There are impacted levels of sad confusion concealed in this silliness. Promoting science as some kind of pure, virtuous entity, intrinsically and obviously good, is politically counter-productive and palpably false. It represents the decadent climax of the tradition that has separated thinking from doing. Because the progress of knowledge has been conceived by these people as a single, simple, inevitably forward movement, this progress has been isolated as the one ascertainable truth and value and therefore we must have more of it, irrespective of what it is for or what it means.

This kind of mind-set is encouraged by the genuine truth of the modern world - that applied science and technology is the one, the only thing that makes you competitively wealthy. But unfortunately, application is precisely what the mind-set does not encourage.
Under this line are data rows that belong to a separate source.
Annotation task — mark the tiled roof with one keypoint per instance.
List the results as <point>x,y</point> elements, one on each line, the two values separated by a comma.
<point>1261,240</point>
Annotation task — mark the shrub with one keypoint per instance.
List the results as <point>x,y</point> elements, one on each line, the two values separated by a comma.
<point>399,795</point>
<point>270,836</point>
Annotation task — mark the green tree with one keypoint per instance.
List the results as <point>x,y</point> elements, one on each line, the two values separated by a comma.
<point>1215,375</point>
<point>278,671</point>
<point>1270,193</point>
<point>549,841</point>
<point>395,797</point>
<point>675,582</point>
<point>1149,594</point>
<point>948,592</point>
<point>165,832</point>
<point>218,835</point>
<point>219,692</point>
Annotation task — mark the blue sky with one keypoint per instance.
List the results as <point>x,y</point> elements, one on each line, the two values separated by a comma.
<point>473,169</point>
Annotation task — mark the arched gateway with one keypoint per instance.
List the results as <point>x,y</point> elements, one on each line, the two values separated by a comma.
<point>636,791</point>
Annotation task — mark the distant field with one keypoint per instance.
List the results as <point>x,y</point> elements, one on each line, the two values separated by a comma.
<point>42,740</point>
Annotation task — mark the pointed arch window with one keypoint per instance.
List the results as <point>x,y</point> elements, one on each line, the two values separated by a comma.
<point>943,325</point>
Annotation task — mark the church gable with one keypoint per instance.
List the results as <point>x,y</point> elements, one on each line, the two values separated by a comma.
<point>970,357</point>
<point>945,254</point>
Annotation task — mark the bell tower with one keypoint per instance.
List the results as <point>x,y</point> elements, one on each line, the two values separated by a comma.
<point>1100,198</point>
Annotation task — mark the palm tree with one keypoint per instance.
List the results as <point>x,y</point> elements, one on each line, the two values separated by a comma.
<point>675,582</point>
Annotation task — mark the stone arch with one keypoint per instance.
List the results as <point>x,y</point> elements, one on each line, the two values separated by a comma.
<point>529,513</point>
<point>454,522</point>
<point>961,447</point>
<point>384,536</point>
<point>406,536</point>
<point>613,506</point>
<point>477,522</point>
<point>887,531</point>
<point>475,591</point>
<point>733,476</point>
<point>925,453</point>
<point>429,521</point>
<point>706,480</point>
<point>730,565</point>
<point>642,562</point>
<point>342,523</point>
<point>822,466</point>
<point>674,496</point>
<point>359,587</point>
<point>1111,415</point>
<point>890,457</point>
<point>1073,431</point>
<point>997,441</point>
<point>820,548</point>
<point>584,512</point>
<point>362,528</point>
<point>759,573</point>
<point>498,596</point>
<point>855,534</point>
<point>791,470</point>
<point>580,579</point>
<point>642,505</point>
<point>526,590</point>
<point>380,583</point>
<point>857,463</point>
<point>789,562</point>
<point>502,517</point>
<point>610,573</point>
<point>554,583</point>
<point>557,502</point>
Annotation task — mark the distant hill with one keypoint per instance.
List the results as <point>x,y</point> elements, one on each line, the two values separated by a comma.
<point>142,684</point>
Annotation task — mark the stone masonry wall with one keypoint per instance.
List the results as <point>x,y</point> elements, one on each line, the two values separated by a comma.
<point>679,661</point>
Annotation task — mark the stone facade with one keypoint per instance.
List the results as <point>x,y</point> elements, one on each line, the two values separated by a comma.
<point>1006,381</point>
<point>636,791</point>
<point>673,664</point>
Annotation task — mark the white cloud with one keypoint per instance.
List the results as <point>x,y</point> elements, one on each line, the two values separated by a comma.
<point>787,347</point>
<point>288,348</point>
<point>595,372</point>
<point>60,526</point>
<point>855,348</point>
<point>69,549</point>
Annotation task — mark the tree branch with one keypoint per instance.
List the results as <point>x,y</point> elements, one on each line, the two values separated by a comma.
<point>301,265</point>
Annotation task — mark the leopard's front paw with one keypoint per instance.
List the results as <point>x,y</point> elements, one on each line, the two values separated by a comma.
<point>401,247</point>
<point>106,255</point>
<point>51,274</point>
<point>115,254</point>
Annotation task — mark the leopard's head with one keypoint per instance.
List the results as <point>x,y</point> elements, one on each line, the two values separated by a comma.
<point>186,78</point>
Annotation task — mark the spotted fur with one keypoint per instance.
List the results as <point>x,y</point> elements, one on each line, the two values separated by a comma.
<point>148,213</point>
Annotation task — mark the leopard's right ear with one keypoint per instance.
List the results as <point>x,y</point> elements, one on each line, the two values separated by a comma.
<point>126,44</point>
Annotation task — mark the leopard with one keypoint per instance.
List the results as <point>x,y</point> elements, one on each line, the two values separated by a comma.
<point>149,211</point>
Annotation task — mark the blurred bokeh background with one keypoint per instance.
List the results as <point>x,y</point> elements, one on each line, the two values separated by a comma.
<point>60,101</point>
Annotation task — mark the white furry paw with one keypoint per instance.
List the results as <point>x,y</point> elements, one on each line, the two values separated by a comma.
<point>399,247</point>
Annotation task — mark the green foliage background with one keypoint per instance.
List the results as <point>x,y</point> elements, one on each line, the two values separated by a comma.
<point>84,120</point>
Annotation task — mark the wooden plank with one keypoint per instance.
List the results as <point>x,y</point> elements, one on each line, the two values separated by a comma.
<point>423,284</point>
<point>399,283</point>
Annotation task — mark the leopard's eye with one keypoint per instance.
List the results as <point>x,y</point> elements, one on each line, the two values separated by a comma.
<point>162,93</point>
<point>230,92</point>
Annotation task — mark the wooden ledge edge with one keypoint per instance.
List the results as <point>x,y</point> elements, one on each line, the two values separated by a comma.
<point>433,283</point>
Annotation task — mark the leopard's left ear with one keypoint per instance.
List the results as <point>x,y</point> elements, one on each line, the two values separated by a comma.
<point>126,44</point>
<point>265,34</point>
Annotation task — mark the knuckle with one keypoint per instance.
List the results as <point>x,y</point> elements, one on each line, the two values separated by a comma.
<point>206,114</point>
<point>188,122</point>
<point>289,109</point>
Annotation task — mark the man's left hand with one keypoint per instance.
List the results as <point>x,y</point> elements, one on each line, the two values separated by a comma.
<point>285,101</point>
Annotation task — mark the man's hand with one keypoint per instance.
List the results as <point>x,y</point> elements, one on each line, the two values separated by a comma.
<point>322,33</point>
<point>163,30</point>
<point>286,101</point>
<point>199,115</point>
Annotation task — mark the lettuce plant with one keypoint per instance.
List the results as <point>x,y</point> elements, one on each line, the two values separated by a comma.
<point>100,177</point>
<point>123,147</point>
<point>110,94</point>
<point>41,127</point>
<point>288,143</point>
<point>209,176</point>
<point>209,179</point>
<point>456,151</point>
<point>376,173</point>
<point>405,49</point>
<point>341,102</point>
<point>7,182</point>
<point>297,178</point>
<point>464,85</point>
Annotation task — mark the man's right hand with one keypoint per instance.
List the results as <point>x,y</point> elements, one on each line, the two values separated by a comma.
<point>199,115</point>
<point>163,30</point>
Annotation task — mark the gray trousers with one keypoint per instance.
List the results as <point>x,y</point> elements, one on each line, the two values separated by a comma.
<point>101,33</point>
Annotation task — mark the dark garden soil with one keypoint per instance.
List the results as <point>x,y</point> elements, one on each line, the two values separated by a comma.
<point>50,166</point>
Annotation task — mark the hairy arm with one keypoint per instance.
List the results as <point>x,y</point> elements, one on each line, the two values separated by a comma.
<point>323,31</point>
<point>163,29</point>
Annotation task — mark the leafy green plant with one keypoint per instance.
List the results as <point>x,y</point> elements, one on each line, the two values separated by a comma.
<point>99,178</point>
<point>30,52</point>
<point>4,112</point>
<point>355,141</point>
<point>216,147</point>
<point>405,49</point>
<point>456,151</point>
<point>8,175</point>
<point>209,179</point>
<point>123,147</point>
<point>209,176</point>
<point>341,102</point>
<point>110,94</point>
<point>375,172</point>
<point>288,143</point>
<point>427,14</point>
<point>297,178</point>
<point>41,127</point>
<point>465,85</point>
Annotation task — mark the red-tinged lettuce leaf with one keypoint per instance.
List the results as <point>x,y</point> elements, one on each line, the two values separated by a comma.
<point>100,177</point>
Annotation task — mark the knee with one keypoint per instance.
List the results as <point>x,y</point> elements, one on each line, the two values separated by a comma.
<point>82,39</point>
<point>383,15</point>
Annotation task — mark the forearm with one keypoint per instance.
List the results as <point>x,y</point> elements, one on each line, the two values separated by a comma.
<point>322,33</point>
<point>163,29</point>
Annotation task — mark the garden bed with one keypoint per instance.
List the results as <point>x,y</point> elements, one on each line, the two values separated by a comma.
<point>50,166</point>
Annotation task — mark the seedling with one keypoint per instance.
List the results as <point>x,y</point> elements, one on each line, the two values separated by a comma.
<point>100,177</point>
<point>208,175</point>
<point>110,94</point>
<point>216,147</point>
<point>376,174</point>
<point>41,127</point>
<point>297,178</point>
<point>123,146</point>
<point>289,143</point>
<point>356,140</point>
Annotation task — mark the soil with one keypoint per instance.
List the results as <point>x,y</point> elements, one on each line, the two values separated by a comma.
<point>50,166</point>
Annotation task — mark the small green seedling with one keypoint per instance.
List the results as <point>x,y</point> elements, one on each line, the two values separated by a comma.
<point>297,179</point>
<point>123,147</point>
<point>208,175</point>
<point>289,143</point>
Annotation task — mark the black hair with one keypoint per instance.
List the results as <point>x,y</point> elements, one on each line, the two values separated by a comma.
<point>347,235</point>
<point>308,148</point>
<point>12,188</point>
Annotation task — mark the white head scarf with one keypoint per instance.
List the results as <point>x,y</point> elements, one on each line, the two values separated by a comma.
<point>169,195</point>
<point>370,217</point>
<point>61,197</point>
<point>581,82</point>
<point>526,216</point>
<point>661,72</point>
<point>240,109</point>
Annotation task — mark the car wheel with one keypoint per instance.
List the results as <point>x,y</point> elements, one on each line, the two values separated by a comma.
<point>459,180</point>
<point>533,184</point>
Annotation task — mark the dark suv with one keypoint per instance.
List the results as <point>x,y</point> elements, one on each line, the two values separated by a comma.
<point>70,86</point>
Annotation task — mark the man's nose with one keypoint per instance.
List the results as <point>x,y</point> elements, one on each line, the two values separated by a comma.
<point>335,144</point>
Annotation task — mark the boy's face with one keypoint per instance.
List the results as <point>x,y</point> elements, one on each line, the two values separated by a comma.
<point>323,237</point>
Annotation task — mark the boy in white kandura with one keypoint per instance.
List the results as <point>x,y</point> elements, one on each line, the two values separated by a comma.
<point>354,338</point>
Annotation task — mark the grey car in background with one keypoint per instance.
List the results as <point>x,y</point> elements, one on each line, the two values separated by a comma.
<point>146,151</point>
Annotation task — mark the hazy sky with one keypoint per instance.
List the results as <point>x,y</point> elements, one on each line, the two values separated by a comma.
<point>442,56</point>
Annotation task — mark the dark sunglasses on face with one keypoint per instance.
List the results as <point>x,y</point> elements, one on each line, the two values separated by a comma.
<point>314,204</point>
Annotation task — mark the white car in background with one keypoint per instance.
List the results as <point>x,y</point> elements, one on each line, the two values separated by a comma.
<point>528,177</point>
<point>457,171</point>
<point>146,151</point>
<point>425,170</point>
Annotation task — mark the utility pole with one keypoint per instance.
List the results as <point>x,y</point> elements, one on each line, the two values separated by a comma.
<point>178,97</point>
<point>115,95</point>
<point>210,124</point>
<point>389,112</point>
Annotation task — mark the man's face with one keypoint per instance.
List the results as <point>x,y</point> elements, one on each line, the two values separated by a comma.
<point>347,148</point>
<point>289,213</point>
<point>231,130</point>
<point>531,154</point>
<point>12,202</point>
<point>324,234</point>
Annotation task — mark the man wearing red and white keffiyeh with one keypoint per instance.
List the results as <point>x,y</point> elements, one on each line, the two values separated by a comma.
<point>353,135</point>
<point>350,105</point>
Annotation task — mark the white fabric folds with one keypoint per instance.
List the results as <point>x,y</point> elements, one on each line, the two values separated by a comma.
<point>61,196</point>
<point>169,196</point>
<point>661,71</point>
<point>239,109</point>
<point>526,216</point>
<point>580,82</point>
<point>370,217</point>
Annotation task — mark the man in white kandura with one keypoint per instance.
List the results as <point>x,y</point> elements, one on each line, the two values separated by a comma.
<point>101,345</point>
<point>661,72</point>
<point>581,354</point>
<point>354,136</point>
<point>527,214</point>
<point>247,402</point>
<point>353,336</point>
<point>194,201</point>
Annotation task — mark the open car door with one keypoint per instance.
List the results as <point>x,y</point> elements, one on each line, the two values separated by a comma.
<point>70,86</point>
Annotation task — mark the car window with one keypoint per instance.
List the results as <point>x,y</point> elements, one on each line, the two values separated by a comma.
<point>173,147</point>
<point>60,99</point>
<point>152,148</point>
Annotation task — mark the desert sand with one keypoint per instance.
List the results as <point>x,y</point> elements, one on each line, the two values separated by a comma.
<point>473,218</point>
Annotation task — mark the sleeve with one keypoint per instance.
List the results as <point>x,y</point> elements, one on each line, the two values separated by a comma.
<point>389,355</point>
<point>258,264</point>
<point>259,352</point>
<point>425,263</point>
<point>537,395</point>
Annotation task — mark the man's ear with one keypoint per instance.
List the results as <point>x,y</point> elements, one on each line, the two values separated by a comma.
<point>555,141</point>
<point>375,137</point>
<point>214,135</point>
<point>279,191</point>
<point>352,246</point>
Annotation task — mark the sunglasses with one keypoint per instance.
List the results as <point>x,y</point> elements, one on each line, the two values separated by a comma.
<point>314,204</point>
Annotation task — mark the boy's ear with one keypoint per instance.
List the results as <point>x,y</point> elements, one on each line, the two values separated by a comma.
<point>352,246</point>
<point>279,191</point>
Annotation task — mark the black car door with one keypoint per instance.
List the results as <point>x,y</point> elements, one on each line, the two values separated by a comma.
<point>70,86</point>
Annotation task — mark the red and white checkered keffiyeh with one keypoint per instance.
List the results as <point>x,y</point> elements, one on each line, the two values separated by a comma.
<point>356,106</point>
In this, as in everything else in the history of science and technology, we may be ahead of our time. The US is catching up with us in its output of silly scientific popularisers and propagandists. The physicist Steven Weinberg, for example, recently told readers of the New York Times that once we had a 'Theory of Everything', people would start to turn away from horoscopes. And the West as a whole is still keen on super-pure science projects like the space telescope, or particle colliders, on the basis that they contribute to that strange abstraction, the progress of knowledge.

It is possible to see in this the outlines of a great historical reversal. Once, practical Europe created science while the orientals pondered the indecipherable unity of the world. Now, the orientals are racing up the steep curve of science and technology's exponential growth, while, in the West, scientists are showing alarming signs of growing very long fingernails.